At the tangled granadilla vines, we’d paused to search high above for a tiny light in its unimaginable orbit. Four years before, in 1959, a monkey peered out of his porthole as he soared through the heavens, his eyes lit with tricks, doubts, and fears. I scanned the nocturnal sky for him, his face glued to his window in the high silence above.
Suddenly, everything blurred.
“Brown pools . . . they think they’re pools,” my father said in the bug-thick dark, licking his finger and digging a miggie or some flying thing out of my eye.
The night smelled heavy-sweet with rotting moonflowers left over from summer. The throb of crickets drowned the din of my mother’s quiet absence in my ears. Our house from outside was unlit, except for the passage so we could find our way to bed. Oh no nothing will happen GOD won’t let anything happen Oh nonothingwill happen, droned in my night-head as we walked. The world inside our fence seemed suddenly as unpredictable as the world outside.
Bluer than English violets, my mother’s eyes were already closed when we went back in—just her cool feet sticking out of the blanket she’d pulled over to cover herself away. My father splashed his face with water in the bathroom. I heard it drip on the floor. He did not put on the light in there.

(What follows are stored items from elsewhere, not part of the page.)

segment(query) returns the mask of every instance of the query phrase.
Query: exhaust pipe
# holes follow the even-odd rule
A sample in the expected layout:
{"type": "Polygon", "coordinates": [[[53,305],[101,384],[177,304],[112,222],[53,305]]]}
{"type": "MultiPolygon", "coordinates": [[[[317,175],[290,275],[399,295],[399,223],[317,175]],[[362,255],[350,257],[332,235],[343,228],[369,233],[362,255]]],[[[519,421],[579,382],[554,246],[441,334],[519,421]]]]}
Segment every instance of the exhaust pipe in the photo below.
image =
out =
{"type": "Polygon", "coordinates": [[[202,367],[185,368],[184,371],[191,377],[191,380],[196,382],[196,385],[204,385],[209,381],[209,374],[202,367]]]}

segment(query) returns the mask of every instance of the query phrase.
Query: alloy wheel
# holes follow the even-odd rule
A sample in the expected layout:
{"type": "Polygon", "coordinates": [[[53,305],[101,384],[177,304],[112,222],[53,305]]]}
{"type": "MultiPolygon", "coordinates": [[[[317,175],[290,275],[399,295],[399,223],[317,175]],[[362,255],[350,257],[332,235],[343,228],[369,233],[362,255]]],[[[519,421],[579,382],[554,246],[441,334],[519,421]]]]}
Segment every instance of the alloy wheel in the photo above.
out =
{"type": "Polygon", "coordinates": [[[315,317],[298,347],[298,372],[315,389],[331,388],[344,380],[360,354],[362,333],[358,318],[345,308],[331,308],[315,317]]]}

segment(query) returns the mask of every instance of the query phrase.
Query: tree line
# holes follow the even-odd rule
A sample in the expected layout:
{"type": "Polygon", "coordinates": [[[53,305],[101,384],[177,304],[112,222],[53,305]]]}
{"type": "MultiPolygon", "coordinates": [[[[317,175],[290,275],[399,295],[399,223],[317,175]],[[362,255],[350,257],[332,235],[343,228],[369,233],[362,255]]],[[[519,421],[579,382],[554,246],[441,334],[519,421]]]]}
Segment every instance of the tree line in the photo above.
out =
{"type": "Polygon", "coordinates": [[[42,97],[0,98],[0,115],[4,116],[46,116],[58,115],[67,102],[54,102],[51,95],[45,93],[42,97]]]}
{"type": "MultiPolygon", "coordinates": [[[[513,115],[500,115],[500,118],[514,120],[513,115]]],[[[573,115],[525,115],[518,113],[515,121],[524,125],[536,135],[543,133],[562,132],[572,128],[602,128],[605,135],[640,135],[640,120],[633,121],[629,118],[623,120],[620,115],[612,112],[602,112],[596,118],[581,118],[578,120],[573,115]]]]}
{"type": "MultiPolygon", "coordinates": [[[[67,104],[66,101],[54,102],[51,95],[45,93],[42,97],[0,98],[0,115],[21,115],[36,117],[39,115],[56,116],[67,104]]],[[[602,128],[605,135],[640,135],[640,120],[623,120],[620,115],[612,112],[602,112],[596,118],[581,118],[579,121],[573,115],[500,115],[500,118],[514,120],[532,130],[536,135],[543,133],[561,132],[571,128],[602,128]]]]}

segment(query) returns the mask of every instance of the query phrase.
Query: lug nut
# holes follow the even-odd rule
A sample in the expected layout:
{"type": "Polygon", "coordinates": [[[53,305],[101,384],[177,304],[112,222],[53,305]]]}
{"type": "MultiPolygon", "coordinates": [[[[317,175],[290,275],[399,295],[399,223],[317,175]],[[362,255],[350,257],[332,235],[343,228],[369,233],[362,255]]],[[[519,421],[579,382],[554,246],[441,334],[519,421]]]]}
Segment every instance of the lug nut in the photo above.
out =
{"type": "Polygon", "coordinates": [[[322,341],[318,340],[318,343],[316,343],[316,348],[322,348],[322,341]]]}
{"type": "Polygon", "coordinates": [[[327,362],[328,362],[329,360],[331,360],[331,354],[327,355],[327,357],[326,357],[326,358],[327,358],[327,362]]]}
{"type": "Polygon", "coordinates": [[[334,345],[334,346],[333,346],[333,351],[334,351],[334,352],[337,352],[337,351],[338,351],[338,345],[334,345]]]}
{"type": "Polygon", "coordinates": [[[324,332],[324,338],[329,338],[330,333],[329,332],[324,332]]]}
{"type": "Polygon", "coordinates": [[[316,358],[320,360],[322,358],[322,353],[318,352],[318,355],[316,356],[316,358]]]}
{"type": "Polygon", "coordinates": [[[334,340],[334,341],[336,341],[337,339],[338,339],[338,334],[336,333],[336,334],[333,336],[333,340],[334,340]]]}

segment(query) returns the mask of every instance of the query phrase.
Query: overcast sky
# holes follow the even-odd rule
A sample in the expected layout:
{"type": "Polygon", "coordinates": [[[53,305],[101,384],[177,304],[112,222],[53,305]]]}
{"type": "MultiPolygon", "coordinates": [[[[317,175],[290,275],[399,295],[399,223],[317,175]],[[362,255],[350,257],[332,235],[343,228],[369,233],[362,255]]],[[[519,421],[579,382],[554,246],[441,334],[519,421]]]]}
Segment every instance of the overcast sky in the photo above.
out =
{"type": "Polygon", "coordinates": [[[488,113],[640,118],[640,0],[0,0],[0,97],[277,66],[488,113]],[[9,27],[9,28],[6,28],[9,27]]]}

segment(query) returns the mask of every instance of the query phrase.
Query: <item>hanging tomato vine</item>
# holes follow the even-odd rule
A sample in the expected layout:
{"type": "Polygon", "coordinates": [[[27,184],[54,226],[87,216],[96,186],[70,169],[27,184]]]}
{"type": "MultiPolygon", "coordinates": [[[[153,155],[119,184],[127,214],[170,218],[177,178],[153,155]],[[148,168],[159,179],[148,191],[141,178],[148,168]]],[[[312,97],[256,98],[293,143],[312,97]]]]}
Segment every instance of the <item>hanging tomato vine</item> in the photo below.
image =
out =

I stood by her bed in the shuttered dark. Her room smelled of Blue Grass powder, skin, sweet tea, and sadness. I had crept in to soothe her, to pat her feet, to let her know that I would no longer wet the bed, or my khaki broeks, that I would not be impossible in any way, that I would wash myself jolly clean with Vinolia sandalwood soap (guaranteed to work, I knew, because it was by appointment only to Her Majesty the Queen, and you’ve never seen her filthy), that I would try to look pretty and to smell nice.
I patted my wishes into her soft skin, hoping they would melt into her sad understanding as she slept. I told her that I loved her. And not wanting to ever mention the words again, I hoped in my head that she had not meant it when she’d said earlier that she wanted to die, or run away.